Personal information
- Full name: Niroshan S de Silva
- Born: 29 August 1971 (age 55) Colombo, Western Province, Ceylon
- Batting: Left-handed
- Bowling: Leg break
- Relations: Somachandra de Silva (father) Hemachandra de Silva (uncle) Premachandra de Silva (uncle)

Domestic team information
- 1999: Shropshire
- 2000/01: United States

Career statistics
| Competition | List A |
| Matches | 1 |
| Runs scored | 0 |
| Batting average | – |
| 100s/50s | –/– |
| Top score | 0* |
| Balls bowled | 36 |
| Wickets | 1 |
| Bowling average | 17.00 |
| 5 wickets in innings | – |
| 10 wickets in match | – |
| Best bowling | 1/17 |
| Catches/stumpings | –/– |
- Source: Cricinfo, 10 July 2019

= Niroshan de Silva =

Sri Lankan-born American cricketer

Niroshan S de Silva (born 29 August 1971) is a Sri Lankan-born American former cricketer.

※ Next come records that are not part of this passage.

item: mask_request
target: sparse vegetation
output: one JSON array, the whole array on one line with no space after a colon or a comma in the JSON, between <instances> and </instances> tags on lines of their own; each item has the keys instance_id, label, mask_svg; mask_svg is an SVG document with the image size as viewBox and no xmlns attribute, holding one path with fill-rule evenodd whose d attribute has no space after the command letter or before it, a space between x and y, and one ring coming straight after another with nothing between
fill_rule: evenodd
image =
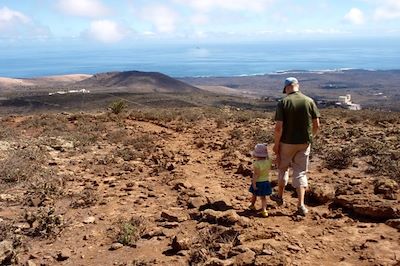
<instances>
[{"instance_id":1,"label":"sparse vegetation","mask_svg":"<svg viewBox=\"0 0 400 266\"><path fill-rule=\"evenodd\" d=\"M64 217L55 214L54 207L41 207L24 214L25 221L30 225L27 231L29 236L39 238L53 238L61 233L66 226Z\"/></svg>"},{"instance_id":2,"label":"sparse vegetation","mask_svg":"<svg viewBox=\"0 0 400 266\"><path fill-rule=\"evenodd\" d=\"M189 265L200 265L209 258L217 256L221 245L227 245L232 249L238 244L239 232L234 229L227 229L213 225L204 228L199 232L199 236L193 245ZM229 250L228 250L229 251Z\"/></svg>"},{"instance_id":3,"label":"sparse vegetation","mask_svg":"<svg viewBox=\"0 0 400 266\"><path fill-rule=\"evenodd\" d=\"M71 202L72 208L88 208L96 205L99 195L94 188L84 188Z\"/></svg>"},{"instance_id":4,"label":"sparse vegetation","mask_svg":"<svg viewBox=\"0 0 400 266\"><path fill-rule=\"evenodd\" d=\"M117 242L125 246L134 246L146 230L143 217L132 217L129 220L121 220L117 224Z\"/></svg>"},{"instance_id":5,"label":"sparse vegetation","mask_svg":"<svg viewBox=\"0 0 400 266\"><path fill-rule=\"evenodd\" d=\"M110 104L109 108L113 114L118 115L127 108L127 104L124 100L118 100L118 101L112 102Z\"/></svg>"},{"instance_id":6,"label":"sparse vegetation","mask_svg":"<svg viewBox=\"0 0 400 266\"><path fill-rule=\"evenodd\" d=\"M346 169L353 162L353 158L351 147L332 150L325 155L325 166L328 169Z\"/></svg>"},{"instance_id":7,"label":"sparse vegetation","mask_svg":"<svg viewBox=\"0 0 400 266\"><path fill-rule=\"evenodd\" d=\"M369 207L381 203L382 206L374 205L368 211L387 206L382 213L391 215L399 193L398 187L395 190L392 185L395 183L388 178L399 182L397 120L374 117L368 112L360 113L361 118L344 110L328 113L323 110L322 113L322 130L313 143L314 158L310 165L310 184L318 184L319 188L314 194L331 189L328 192L334 197L335 208L336 201L343 200L338 200L340 195L345 196L344 200L365 198L365 204L355 204ZM0 211L6 213L6 217L0 219L0 241L8 239L22 246L28 243L30 250L22 250L23 260L30 254L41 254L38 250L42 248L56 252L63 248L62 243L71 243L71 249L75 250L73 263L82 254L87 256L81 259L82 264L88 265L92 258L86 253L87 246L99 245L107 249L107 245L111 248L116 242L138 246L137 249L122 248L123 252L132 252L132 258L136 259L121 258L122 261L113 261L116 265L181 262L202 265L206 261L210 263L211 258L215 263L219 263L217 258L231 262L248 250L248 243L261 240L271 241L272 245L252 246L248 251L250 255L255 253L257 258L270 259L274 256L264 255L264 252L283 254L270 263L277 265L286 263L286 258L301 258L305 254L303 247L319 242L314 237L295 241L296 234L291 234L294 229L286 226L297 219L290 216L295 199L287 197L290 204L285 206L285 212L289 216L273 216L278 210L270 208L273 218L268 218L267 227L259 226L258 217L239 210L247 207L249 179L243 173L251 172L249 151L256 143L272 146L271 118L272 113L231 107L137 108L126 109L118 115L103 111L3 118L0 123L15 129L18 137L5 134L6 139L2 139L5 145L1 146L0 180L1 188L5 189L0 193ZM57 120L65 125L52 130ZM21 121L29 123L25 125ZM389 181L382 185L374 182L372 176ZM276 178L275 173L272 178ZM202 215L198 206L206 206L213 200L209 195L221 195L225 204L232 201L237 218L244 219L246 224L237 222L224 227L197 220ZM345 208L331 209L331 205L328 206L331 203L332 199L316 207L321 213L323 210L323 214L312 211L310 219L299 223L315 227L318 234L333 230L337 232L337 235L331 234L333 239L343 237L345 233L335 231L336 224L357 226L357 218L347 224ZM23 216L20 216L21 209L26 210ZM160 219L160 211L164 209L171 211L165 220ZM121 218L130 217L127 215L133 217ZM345 219L341 218L343 216ZM334 220L331 217L335 217ZM92 219L87 222L87 218L94 218L94 222ZM235 216L230 218L236 219ZM69 219L71 223L66 222ZM259 234L254 231L255 227L264 231ZM107 231L104 228L108 228ZM173 256L161 254L168 250L167 243L171 243L175 235L177 241L185 242L187 239L179 236L181 233L186 236L186 231L191 233L189 247L175 250ZM381 234L386 237L387 232ZM365 243L365 239L374 236L366 232L357 237ZM55 237L57 241L53 241ZM278 238L279 241L275 241ZM38 243L43 247L38 247ZM387 243L397 245L391 240ZM332 241L327 245L335 249L335 256L338 253L357 261L361 253L352 247L361 244L349 240L343 252L342 244ZM142 257L148 254L147 250L153 251L153 245L156 247L154 257ZM289 245L296 247L288 252ZM138 255L142 248L144 252ZM313 256L311 254L312 259L316 259ZM33 260L41 263L42 257L38 255Z\"/></svg>"},{"instance_id":8,"label":"sparse vegetation","mask_svg":"<svg viewBox=\"0 0 400 266\"><path fill-rule=\"evenodd\" d=\"M20 183L35 177L45 162L44 152L37 146L25 146L11 150L0 160L0 182Z\"/></svg>"}]
</instances>

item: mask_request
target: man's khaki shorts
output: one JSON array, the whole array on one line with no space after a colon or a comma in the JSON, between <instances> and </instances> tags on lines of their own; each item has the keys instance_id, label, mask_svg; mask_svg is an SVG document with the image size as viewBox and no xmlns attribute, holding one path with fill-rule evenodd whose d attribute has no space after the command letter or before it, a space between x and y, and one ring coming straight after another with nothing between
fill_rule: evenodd
<instances>
[{"instance_id":1,"label":"man's khaki shorts","mask_svg":"<svg viewBox=\"0 0 400 266\"><path fill-rule=\"evenodd\" d=\"M307 171L308 158L310 156L310 144L286 144L279 146L279 166L278 180L284 180L287 185L289 180L289 170L293 169L292 186L294 188L308 187Z\"/></svg>"}]
</instances>

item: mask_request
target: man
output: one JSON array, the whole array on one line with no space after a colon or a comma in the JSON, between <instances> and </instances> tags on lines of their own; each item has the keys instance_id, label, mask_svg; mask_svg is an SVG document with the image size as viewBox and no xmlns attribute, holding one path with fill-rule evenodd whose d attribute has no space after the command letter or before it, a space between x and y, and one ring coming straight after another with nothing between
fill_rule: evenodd
<instances>
[{"instance_id":1,"label":"man","mask_svg":"<svg viewBox=\"0 0 400 266\"><path fill-rule=\"evenodd\" d=\"M289 179L289 166L293 169L292 185L297 190L298 213L305 216L304 194L308 187L306 172L310 144L319 129L319 111L314 101L299 91L299 82L290 77L285 80L283 93L275 113L273 151L277 156L278 194L271 199L283 204L283 192Z\"/></svg>"}]
</instances>

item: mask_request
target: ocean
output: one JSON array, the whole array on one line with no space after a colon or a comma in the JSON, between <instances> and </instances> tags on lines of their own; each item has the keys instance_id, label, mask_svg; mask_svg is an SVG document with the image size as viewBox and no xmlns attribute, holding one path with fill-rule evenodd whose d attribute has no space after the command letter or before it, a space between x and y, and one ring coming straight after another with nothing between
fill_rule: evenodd
<instances>
[{"instance_id":1,"label":"ocean","mask_svg":"<svg viewBox=\"0 0 400 266\"><path fill-rule=\"evenodd\" d=\"M173 77L226 77L284 71L400 69L400 39L264 41L230 44L8 46L0 77L29 78L108 71L155 71Z\"/></svg>"}]
</instances>

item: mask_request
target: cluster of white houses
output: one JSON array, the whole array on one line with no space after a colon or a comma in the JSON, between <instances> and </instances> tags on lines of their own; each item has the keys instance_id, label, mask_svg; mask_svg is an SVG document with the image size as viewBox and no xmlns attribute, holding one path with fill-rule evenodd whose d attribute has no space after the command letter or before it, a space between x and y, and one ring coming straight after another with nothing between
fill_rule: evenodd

The son of the Test cricketer Somachandra de Silva, he was born at Colombo in August 1971. He played minor counties cricket in England for Shropshire from 1999, making a single appearance in the MCCA Knockout Trophy. He later moved to the United States, where he played a single List A one-day match for the United States against Barbados at Jamaica in the 2000–01 Red Stripe Bowl. He took a single wicket in the match with his leg break bowling, dismissing Dale Richards to finish with match figures of 1 for 17 from six overs. His uncles, Hemachandra de Silva and Premachandra de Silva, were also cricketers.